The deputy governor of China's central bank, Yi Gang, said on Wednesday Chinese authorities will increase surveillance on flows of speculative money. And on the same day, the State Administration of Foreign Exchange tightened rules on individuals transferring yuan and foreign exchange between bank accounts.
Many analysts interpreted the rules as a way to control cross-border transfers, an important channel for hot money flowing into China.
Under the rules, individuals and companies from overseas can no longer send foreign currency to five or more Chinese individuals for conversion into yuan on a single day or on consecutive days.

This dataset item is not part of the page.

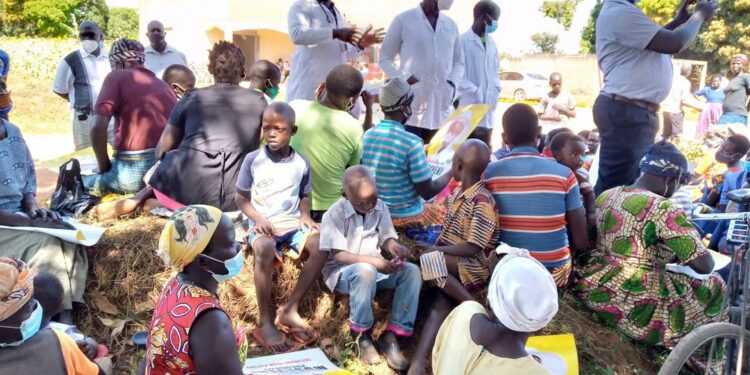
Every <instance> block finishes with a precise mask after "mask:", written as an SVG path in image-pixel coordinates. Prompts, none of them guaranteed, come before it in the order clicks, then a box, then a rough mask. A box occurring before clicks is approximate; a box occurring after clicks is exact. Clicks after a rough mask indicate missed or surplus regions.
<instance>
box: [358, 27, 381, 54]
mask: <svg viewBox="0 0 750 375" xmlns="http://www.w3.org/2000/svg"><path fill="white" fill-rule="evenodd" d="M384 37H385V29H383V28H380V29H373V27H372V25H370V26H368V27H367V29H365V32H364V33H362V36H361V37H360V38H359V42H358V43H357V47H358V48H359V49H367V48H368V47H370V46H372V45H373V44H378V43H383V38H384Z"/></svg>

In addition to more scrutiny of cross-border fund flows, China's policymakers are "likely to increase support for outbound investments", said Jing Ulrich, chairman of China Equities and Commodities at JPMorgan.
However, Liu Yuhui, director of the Center for Chinese Economic Evaluation at the Chinese Academy of Social Sciences, warned that the rule may have limited impact on the influx of hot money, because there are other ways speculative capital can enter China - including through current accounts.
Although there is no official data on how much hot money flows into China, Liu and other economists believe it is substantial.
"Since the second quarter of this year, there has been a mysterious infusion of about $30 billion poured into the nation's already huge foreign exchange reserves each month," said Liu.
Wang Yuanhong, senior economist with the State Information Center, said China is attractive to speculators because equity and property prices are at a relative low level and because there are fewer risks of policy tightening this year than next year.
Hot money has already helped fuel bubbles in the equity and property markets and added inflationary pressures.
Shanghai's dollar-denominated B-share index plunged 7.3 percent on Tuesday, after surging 26 percent earlier this month. Analysts blamed the rise on hopes that China would allow the yuan to appreciate. They suspect Tuesday's fall was down to a cooling off of such talk.
Li Wenjie, general manager of property agency Centaline China (North China region), told China Daily there had been a strong speculative sentiment in China's property market since mid-2009 and confirmed that many foreign investors were buying apartments in China, betting on surging property prices.
Chinese authorities will soon find themselves in a trap. Once the country starts to see inflation in 2010, the obvious response will be to appreciate the currency or raise interest rates, both of which will attract more hot money and fuel inflation.
The dilemma is deepened by recent indications that the US Federal Reserve may hold its rates steady until 2011.